Negli ultimi trent’anni, nei Paesi occidentali, è stata osservata la tendenza da parte delle donne a posticipare la gravidanza. Alla base di questa scelta stanno ragioni differenti, come la volontà di cogliere opportunità professionali, la mancanza di un partner o di una sicurezza economica. Con l’età, però, la fertilità diminuisce e questo può creare difficoltà nel concepimento. Tra le tecniche di preservazione della fertilità, il “social freezing”– una possibilità molto discussa sul piano scientifico, sociale ed etico – consente alla donna di conservare i propri ovociti per una futura maternità. Ma quanto è conosciuto il fenomeno? Alla domanda cerca di rispondere uno studio pilota condotto tra 930 studentesse dell’università di Padova, recentemente pubblicato su Life Sciences, Society and Policy.

Servizio a cura di Monica Panetto ed Elisa Speronello

L’indagine, a cui ha lavorato un gruppo di ricercatori del dipartimento di Medicina molecolare dell’ateneo padovano, evidenzia innanzitutto una scarsa conoscenza di questa tecnica da parte della popolazione femminile studentesca presa in esame: quasi il 42% delle ragazze dichiara di non aver mai sentito parlare di crioconservazione di gameti femminili.

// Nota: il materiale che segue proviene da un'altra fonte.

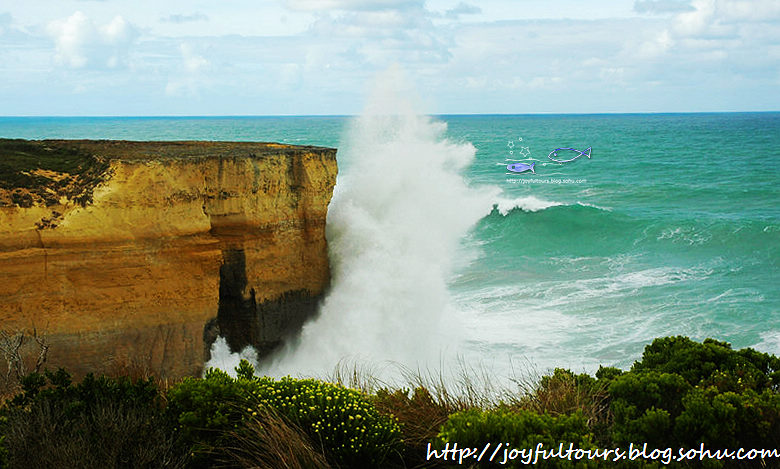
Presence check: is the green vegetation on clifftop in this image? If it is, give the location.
[0,337,780,468]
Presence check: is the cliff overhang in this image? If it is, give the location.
[0,139,337,376]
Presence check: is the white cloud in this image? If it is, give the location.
[47,11,139,68]
[165,43,210,96]
[285,0,423,11]
[634,0,694,14]
[444,2,482,19]
[160,13,209,24]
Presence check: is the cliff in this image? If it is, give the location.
[0,140,337,377]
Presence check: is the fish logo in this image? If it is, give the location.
[547,147,591,163]
[506,163,536,174]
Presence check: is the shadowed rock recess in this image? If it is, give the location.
[0,139,337,377]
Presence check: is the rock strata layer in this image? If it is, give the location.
[0,140,337,377]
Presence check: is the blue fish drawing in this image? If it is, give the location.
[506,163,536,174]
[547,147,591,163]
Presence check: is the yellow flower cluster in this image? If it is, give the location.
[252,376,401,464]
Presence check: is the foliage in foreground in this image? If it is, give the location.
[0,369,186,468]
[168,361,401,467]
[0,337,780,468]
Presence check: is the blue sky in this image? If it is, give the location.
[0,0,780,115]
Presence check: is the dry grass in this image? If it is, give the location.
[217,409,330,469]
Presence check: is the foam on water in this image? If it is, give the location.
[262,70,495,375]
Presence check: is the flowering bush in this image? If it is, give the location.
[252,377,401,467]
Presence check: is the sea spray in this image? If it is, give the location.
[262,71,492,375]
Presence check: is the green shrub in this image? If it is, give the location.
[674,386,780,448]
[631,336,780,391]
[436,408,594,467]
[2,370,186,468]
[168,360,401,467]
[166,368,252,467]
[253,377,401,468]
[609,337,780,454]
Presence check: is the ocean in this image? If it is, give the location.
[0,113,780,375]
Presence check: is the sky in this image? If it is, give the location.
[0,0,780,116]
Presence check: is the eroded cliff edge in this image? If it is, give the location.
[0,140,337,377]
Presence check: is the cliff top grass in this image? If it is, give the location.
[0,139,336,207]
[0,139,108,207]
[10,140,336,161]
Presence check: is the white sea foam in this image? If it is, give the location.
[204,337,257,377]
[494,195,564,215]
[261,70,497,375]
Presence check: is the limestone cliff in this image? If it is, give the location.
[0,140,337,376]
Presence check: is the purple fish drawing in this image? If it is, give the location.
[506,163,536,174]
[547,147,591,163]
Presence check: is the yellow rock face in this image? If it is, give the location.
[0,141,337,377]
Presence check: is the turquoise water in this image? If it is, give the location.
[0,113,780,370]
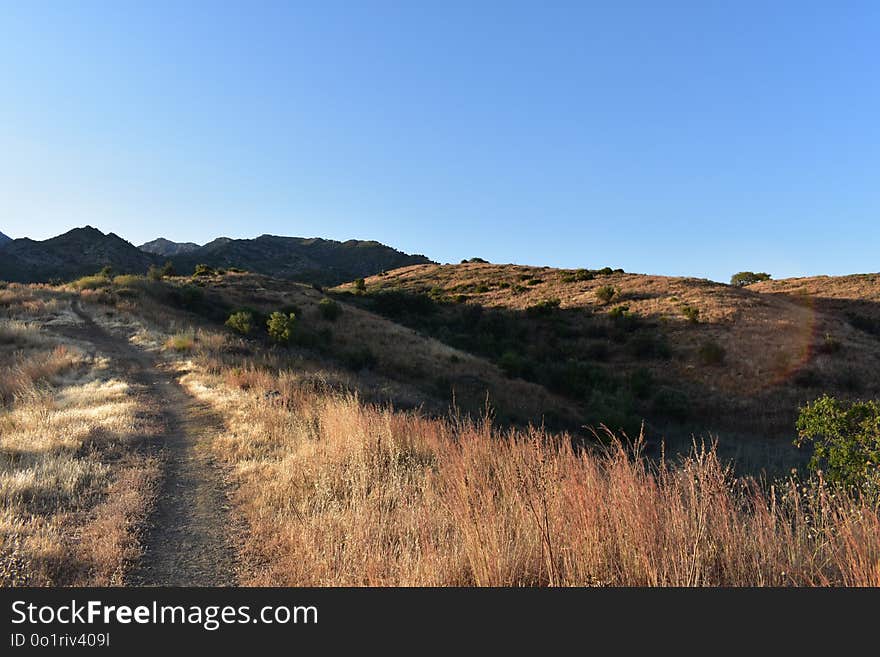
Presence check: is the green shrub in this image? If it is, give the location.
[343,346,376,371]
[226,311,254,335]
[846,313,880,335]
[681,306,700,324]
[730,271,770,287]
[526,299,562,317]
[71,274,110,290]
[318,299,342,322]
[266,312,296,344]
[817,333,841,355]
[608,305,632,319]
[795,395,880,494]
[193,265,216,276]
[113,274,144,287]
[596,285,617,303]
[697,340,727,365]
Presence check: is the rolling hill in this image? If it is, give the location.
[335,263,880,464]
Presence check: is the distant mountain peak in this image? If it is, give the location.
[138,237,201,257]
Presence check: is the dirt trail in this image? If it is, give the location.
[59,303,237,586]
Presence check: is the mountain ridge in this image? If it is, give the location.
[0,226,432,285]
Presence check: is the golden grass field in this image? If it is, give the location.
[0,285,160,586]
[0,265,880,586]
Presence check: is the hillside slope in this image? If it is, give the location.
[337,264,880,454]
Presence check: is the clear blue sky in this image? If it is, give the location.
[0,0,880,280]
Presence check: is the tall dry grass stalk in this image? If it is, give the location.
[0,286,159,586]
[184,372,880,586]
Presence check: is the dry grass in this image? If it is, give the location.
[184,364,880,586]
[0,287,159,586]
[70,266,880,586]
[338,264,880,438]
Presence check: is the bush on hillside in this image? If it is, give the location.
[226,311,254,335]
[318,299,342,322]
[266,312,296,344]
[681,306,700,324]
[730,271,770,287]
[795,395,880,495]
[596,285,617,303]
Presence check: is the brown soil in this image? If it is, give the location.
[57,303,238,586]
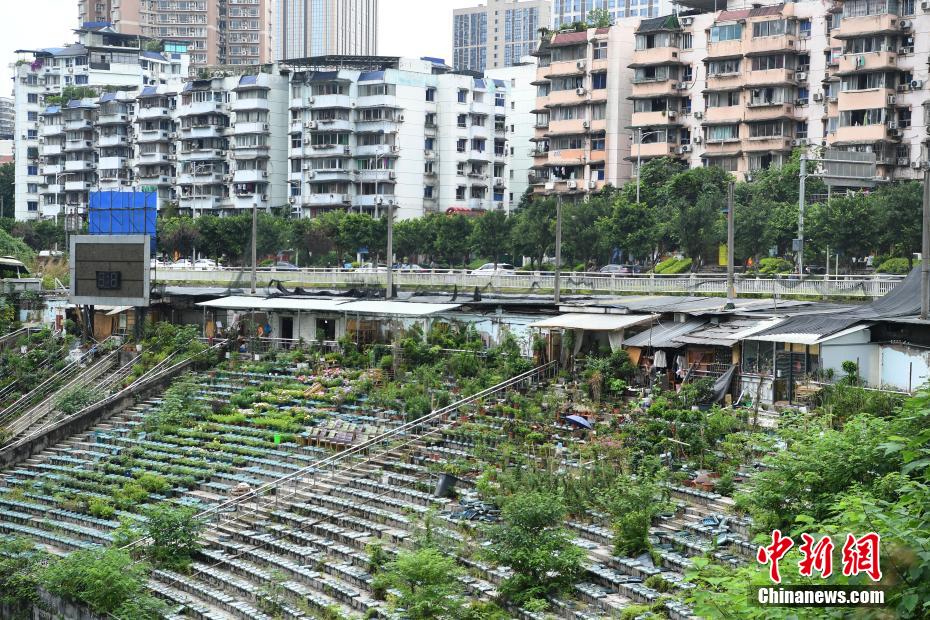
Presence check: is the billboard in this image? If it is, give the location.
[70,235,151,306]
[87,188,158,239]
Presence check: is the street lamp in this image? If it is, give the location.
[631,127,668,204]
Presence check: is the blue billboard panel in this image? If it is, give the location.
[87,190,158,239]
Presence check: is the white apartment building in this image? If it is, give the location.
[288,57,511,219]
[13,28,188,220]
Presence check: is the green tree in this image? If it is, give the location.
[143,504,205,568]
[375,547,463,620]
[471,211,512,268]
[488,492,586,604]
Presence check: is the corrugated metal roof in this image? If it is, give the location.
[529,312,655,331]
[623,321,707,349]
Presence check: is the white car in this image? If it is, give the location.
[472,263,516,276]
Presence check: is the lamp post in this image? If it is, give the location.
[636,127,668,204]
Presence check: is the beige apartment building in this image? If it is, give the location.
[531,0,930,192]
[78,0,274,67]
[529,25,636,194]
[629,0,930,180]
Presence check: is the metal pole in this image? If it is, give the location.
[553,194,562,303]
[920,170,930,321]
[384,204,394,299]
[727,181,736,303]
[636,127,643,204]
[798,155,807,280]
[252,199,258,295]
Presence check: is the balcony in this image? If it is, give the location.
[744,103,794,122]
[630,47,681,67]
[303,194,352,207]
[837,51,898,75]
[546,149,584,166]
[742,136,791,152]
[545,88,588,108]
[356,170,397,183]
[630,142,675,159]
[97,112,129,125]
[65,140,94,151]
[233,170,268,183]
[745,69,797,86]
[136,106,171,122]
[233,123,270,134]
[630,110,680,127]
[229,97,270,112]
[831,13,900,39]
[97,135,129,146]
[65,118,94,131]
[743,34,798,56]
[65,159,96,172]
[834,124,892,144]
[178,101,225,116]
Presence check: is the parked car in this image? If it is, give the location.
[598,265,643,275]
[472,263,517,275]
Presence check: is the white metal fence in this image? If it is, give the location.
[152,269,902,298]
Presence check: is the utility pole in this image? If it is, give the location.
[798,155,807,280]
[384,203,394,299]
[727,181,736,303]
[252,199,258,295]
[553,193,562,304]
[920,167,930,321]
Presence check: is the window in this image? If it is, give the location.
[705,125,739,142]
[752,19,785,38]
[749,121,785,138]
[710,24,743,43]
[704,90,740,108]
[707,57,740,76]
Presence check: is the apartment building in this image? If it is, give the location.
[274,0,379,60]
[452,0,552,71]
[551,0,672,30]
[13,27,188,220]
[529,20,636,195]
[630,0,930,180]
[78,0,274,67]
[288,58,510,219]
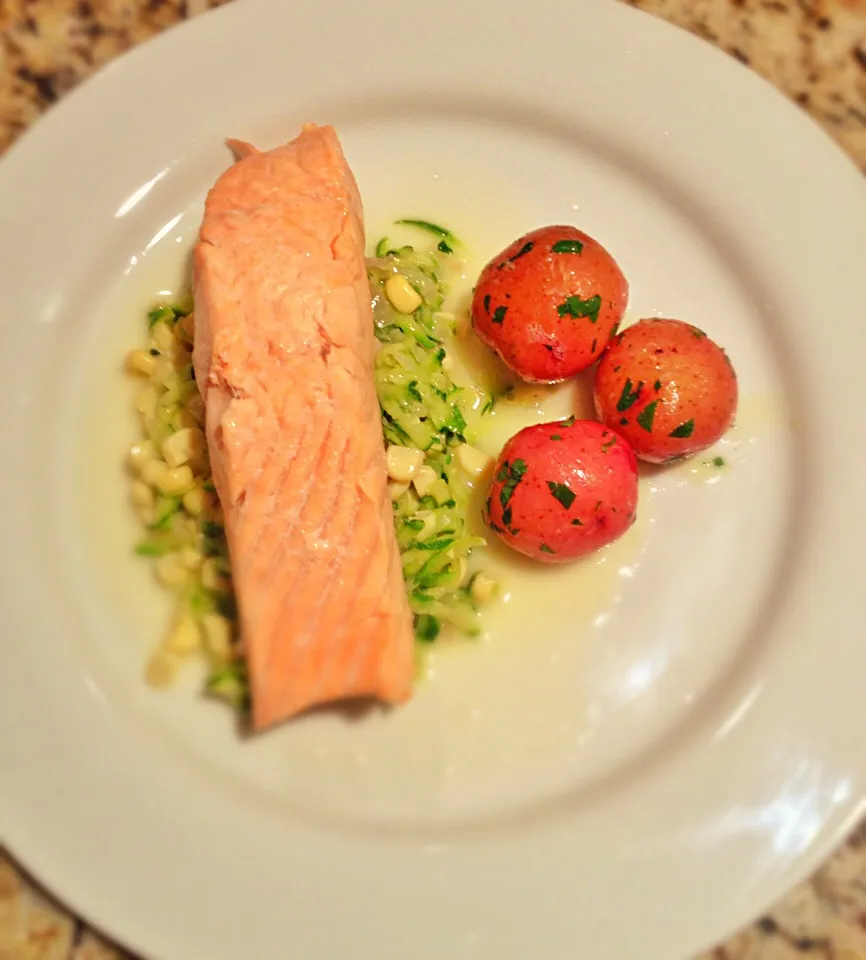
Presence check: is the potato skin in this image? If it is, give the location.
[472,226,628,383]
[594,319,737,463]
[484,420,638,563]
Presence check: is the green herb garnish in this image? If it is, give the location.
[616,379,643,413]
[547,480,577,510]
[551,240,583,253]
[635,400,659,433]
[556,294,601,323]
[668,420,695,438]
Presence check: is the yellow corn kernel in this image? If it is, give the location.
[201,613,232,661]
[386,443,424,483]
[162,427,204,467]
[156,464,195,497]
[141,460,168,491]
[155,553,189,590]
[126,350,156,377]
[135,506,156,527]
[457,443,493,477]
[135,386,157,417]
[412,463,439,497]
[201,557,229,590]
[427,477,451,507]
[130,480,155,507]
[144,650,180,689]
[469,573,497,604]
[126,440,156,473]
[183,487,205,517]
[385,273,424,313]
[388,480,409,500]
[150,320,174,351]
[163,613,201,656]
[412,510,436,540]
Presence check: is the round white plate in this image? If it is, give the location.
[0,0,866,960]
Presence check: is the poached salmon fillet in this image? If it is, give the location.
[193,125,414,730]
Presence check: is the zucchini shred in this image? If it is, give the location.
[126,227,492,711]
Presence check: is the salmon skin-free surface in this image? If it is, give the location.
[193,125,414,730]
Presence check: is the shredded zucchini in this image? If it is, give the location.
[127,221,492,710]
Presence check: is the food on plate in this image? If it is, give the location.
[193,126,414,729]
[472,226,628,383]
[127,128,495,726]
[369,245,492,641]
[127,125,736,716]
[484,418,638,563]
[595,319,737,463]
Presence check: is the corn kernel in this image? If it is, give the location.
[387,443,424,483]
[385,273,423,314]
[186,398,205,424]
[412,510,436,540]
[457,443,493,477]
[469,573,497,603]
[162,427,204,467]
[412,463,439,497]
[135,386,157,417]
[388,480,409,500]
[163,613,201,656]
[141,460,168,491]
[427,477,451,507]
[156,464,195,497]
[126,350,156,377]
[155,553,188,589]
[150,320,174,351]
[126,440,156,473]
[144,650,180,689]
[130,480,155,507]
[201,613,232,661]
[183,487,205,517]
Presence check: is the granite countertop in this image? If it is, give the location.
[0,0,866,960]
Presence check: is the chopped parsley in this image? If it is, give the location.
[394,220,455,240]
[668,420,695,439]
[556,294,601,323]
[508,240,535,263]
[635,400,659,433]
[496,459,527,512]
[616,379,643,413]
[551,240,583,253]
[547,480,577,510]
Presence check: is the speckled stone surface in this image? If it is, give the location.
[0,0,866,960]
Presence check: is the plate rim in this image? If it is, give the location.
[0,0,866,956]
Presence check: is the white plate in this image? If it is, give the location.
[0,0,866,960]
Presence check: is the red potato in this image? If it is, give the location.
[595,319,737,463]
[484,419,638,563]
[472,226,628,383]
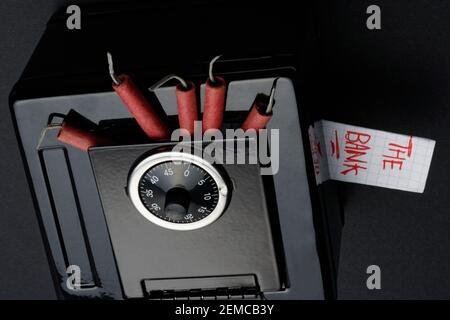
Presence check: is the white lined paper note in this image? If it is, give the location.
[309,120,436,193]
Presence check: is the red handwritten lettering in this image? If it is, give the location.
[383,137,413,170]
[341,131,371,176]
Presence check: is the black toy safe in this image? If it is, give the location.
[10,2,342,299]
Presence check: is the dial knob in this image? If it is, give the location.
[128,152,228,230]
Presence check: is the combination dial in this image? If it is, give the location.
[128,152,228,230]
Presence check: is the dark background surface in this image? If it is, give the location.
[0,0,450,299]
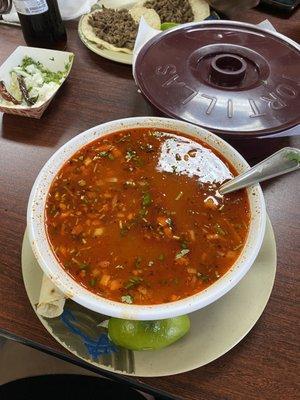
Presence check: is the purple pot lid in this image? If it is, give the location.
[134,21,300,136]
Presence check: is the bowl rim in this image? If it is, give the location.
[27,117,266,320]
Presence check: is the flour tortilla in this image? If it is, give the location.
[81,7,161,54]
[133,0,210,22]
[37,274,66,318]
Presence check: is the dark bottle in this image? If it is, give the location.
[13,0,67,50]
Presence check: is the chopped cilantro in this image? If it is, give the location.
[175,249,190,260]
[197,272,210,282]
[142,193,152,207]
[121,294,133,304]
[124,276,143,289]
[214,224,226,236]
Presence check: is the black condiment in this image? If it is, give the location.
[13,0,67,50]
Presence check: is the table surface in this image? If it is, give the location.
[0,6,300,400]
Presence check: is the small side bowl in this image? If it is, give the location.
[0,46,74,119]
[27,117,266,320]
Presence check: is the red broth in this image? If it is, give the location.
[45,128,250,305]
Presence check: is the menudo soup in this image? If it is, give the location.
[46,128,250,305]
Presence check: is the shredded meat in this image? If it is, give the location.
[89,7,138,50]
[144,0,194,24]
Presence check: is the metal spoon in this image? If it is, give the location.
[219,147,300,195]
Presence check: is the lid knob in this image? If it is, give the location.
[211,54,247,87]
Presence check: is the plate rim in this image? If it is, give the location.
[21,216,277,378]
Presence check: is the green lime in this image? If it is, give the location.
[108,315,190,350]
[160,22,179,31]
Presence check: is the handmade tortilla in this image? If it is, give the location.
[37,274,66,318]
[81,7,161,54]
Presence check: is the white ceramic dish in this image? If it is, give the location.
[21,218,276,377]
[27,117,266,320]
[0,46,74,118]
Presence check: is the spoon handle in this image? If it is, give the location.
[219,147,300,195]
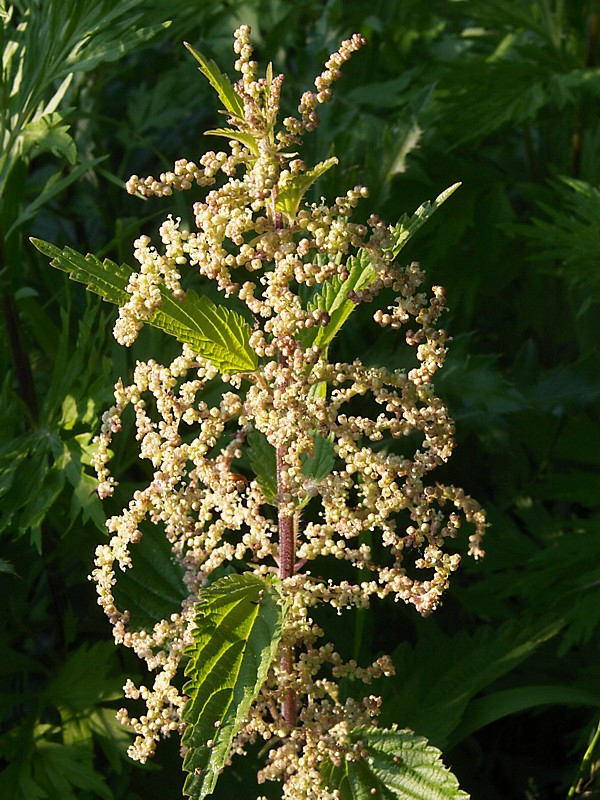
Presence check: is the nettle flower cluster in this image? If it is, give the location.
[93,27,485,798]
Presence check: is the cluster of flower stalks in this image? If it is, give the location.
[92,26,486,798]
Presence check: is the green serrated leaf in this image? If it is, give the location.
[389,182,461,258]
[248,430,277,503]
[302,433,335,482]
[115,527,188,630]
[204,128,258,156]
[182,573,287,800]
[303,250,375,354]
[320,727,469,800]
[183,42,244,118]
[275,156,338,219]
[31,238,257,373]
[450,685,600,747]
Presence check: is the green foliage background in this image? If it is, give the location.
[0,0,600,800]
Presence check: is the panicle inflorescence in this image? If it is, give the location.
[92,26,486,800]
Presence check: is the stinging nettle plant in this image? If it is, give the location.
[34,26,486,800]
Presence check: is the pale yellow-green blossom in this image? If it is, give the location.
[92,26,486,800]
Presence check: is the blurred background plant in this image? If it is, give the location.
[0,0,600,800]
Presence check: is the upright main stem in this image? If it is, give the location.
[277,356,296,726]
[277,462,296,726]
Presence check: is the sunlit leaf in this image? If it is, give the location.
[31,238,257,373]
[275,157,338,219]
[184,42,244,117]
[204,128,258,156]
[320,727,469,800]
[390,183,461,258]
[303,250,375,352]
[182,573,287,800]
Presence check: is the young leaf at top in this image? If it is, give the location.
[182,573,287,800]
[31,238,257,373]
[275,156,338,219]
[303,249,375,353]
[204,128,258,157]
[183,42,244,118]
[320,727,469,800]
[390,182,461,258]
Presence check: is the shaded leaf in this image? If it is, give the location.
[449,686,600,747]
[382,619,564,747]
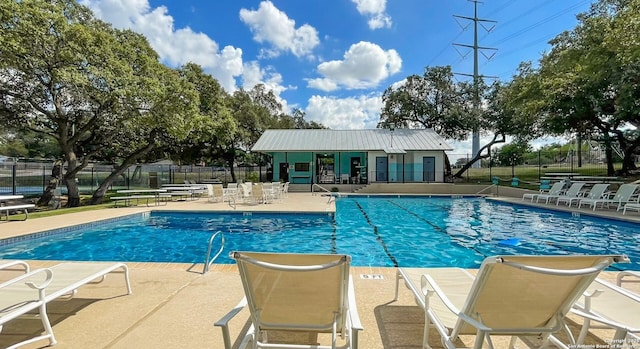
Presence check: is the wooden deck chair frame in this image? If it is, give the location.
[395,255,629,349]
[215,252,362,349]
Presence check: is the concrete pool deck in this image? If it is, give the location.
[0,193,640,349]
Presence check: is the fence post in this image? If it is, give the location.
[42,165,47,192]
[538,149,542,181]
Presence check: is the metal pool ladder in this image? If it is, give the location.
[202,231,224,274]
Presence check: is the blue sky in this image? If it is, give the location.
[79,0,592,153]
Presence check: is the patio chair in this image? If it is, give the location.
[578,184,638,211]
[395,255,628,349]
[571,273,640,348]
[522,181,564,202]
[556,183,609,207]
[0,261,131,348]
[536,182,584,204]
[215,252,362,349]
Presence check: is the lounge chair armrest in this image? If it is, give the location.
[213,297,247,327]
[420,274,460,314]
[0,261,31,273]
[0,268,53,290]
[213,297,247,349]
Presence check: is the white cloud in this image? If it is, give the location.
[308,41,402,91]
[80,0,243,91]
[305,96,382,130]
[242,61,291,113]
[240,1,320,57]
[351,0,392,30]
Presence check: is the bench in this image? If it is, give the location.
[111,195,158,207]
[162,190,194,200]
[0,204,36,221]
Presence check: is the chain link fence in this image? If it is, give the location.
[0,150,622,195]
[0,161,271,196]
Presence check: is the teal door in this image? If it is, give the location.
[422,156,436,182]
[376,156,389,182]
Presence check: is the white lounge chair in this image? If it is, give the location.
[571,274,640,348]
[205,184,225,202]
[0,261,131,348]
[522,181,565,202]
[536,182,584,204]
[395,255,628,349]
[215,252,362,349]
[578,183,638,211]
[556,183,609,207]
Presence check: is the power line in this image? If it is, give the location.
[492,0,591,46]
[453,0,497,167]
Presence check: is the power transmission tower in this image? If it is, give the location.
[453,0,498,168]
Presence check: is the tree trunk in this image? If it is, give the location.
[63,175,80,207]
[62,149,85,207]
[90,165,129,205]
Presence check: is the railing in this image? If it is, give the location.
[311,183,331,195]
[202,231,224,274]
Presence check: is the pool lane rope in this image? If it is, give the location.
[355,201,398,268]
[387,200,489,258]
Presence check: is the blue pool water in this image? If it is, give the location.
[0,197,640,270]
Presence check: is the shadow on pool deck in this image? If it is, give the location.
[0,193,640,349]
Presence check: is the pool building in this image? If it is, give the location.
[251,129,452,184]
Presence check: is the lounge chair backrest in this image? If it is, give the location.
[612,184,638,202]
[549,181,564,195]
[587,183,609,199]
[539,179,551,190]
[564,182,585,197]
[456,255,628,334]
[212,184,224,198]
[231,252,350,333]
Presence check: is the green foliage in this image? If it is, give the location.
[493,142,531,166]
[246,171,260,183]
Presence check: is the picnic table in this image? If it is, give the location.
[0,195,36,221]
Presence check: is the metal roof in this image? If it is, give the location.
[251,129,453,152]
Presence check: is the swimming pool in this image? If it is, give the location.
[0,196,640,270]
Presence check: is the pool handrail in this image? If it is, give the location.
[202,231,224,274]
[311,183,331,195]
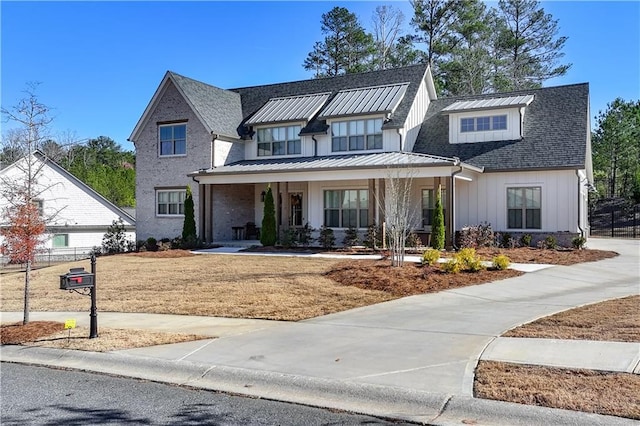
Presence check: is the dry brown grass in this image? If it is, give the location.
[474,361,640,420]
[0,251,395,321]
[0,321,205,352]
[504,296,640,342]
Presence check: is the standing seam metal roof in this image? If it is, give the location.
[320,83,409,118]
[247,93,331,124]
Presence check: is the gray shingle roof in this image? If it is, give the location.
[169,71,242,137]
[413,83,590,171]
[229,65,427,134]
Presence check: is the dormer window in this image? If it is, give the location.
[257,126,302,157]
[331,118,382,152]
[460,114,507,133]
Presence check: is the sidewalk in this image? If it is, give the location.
[1,239,640,425]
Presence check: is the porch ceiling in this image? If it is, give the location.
[189,152,482,184]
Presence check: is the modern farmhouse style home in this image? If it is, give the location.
[130,65,592,248]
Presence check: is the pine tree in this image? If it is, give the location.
[431,185,445,250]
[182,185,196,247]
[260,186,277,246]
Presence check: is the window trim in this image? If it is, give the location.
[505,185,543,231]
[158,121,188,158]
[155,188,187,218]
[459,114,509,133]
[322,188,371,230]
[328,117,384,153]
[256,124,303,158]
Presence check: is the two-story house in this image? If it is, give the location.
[130,65,592,248]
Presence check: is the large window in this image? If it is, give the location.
[258,126,302,157]
[507,187,542,229]
[160,124,187,156]
[156,190,187,216]
[331,118,382,152]
[460,115,507,133]
[422,189,447,227]
[324,189,369,228]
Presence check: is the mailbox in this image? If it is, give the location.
[60,268,95,290]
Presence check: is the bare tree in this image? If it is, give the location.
[0,83,57,324]
[384,168,417,266]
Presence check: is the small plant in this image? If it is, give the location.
[318,225,336,250]
[298,222,315,247]
[422,248,440,266]
[571,236,587,250]
[144,237,158,251]
[492,254,511,271]
[342,226,360,248]
[440,258,462,274]
[544,235,558,250]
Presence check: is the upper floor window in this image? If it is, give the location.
[156,189,187,216]
[258,126,302,157]
[331,118,382,152]
[460,115,507,133]
[507,186,542,229]
[160,124,187,156]
[324,189,369,228]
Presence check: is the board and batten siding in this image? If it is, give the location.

Quelle, invece, che ne sono al corrente ne sono state informate da familiari e amici o ne sono venute a conoscenza dai mass media (34%), a scuola o all’università (22%). Solo nell’1% dei casi dai medici.

Il 73% delle intervistate pensa che non avrà mai una gravidanza dopo i 40 anni, mentre oggi la realtà dimostra il contrario. Tra le ragioni che potrebbero indurre a scegliere il “social freezing”, le esigenze lavorative vengono al primo posto per la maggior parte delle studentesse.

Quasi il 50% crede che la spesa debba essere a carico della donna, il 33% a carico del Sistema sanitario nazionale. Infine, la maggior parte delle studentesse (circa il 65%) non accetterebbe di donare i propri gameti né a una conoscente né a una coppia.

Emerge, evidentemente, una scarsa conoscenza del fenomeno a fronte del fatto che molti centri privati stanno offrendo questa possibilità. Forse sarebbe necessario approfondire la tematica, non tanto perché lo Stato debba farsene carico, ma per una maggiore consapevolezza da parte del mondo femminile.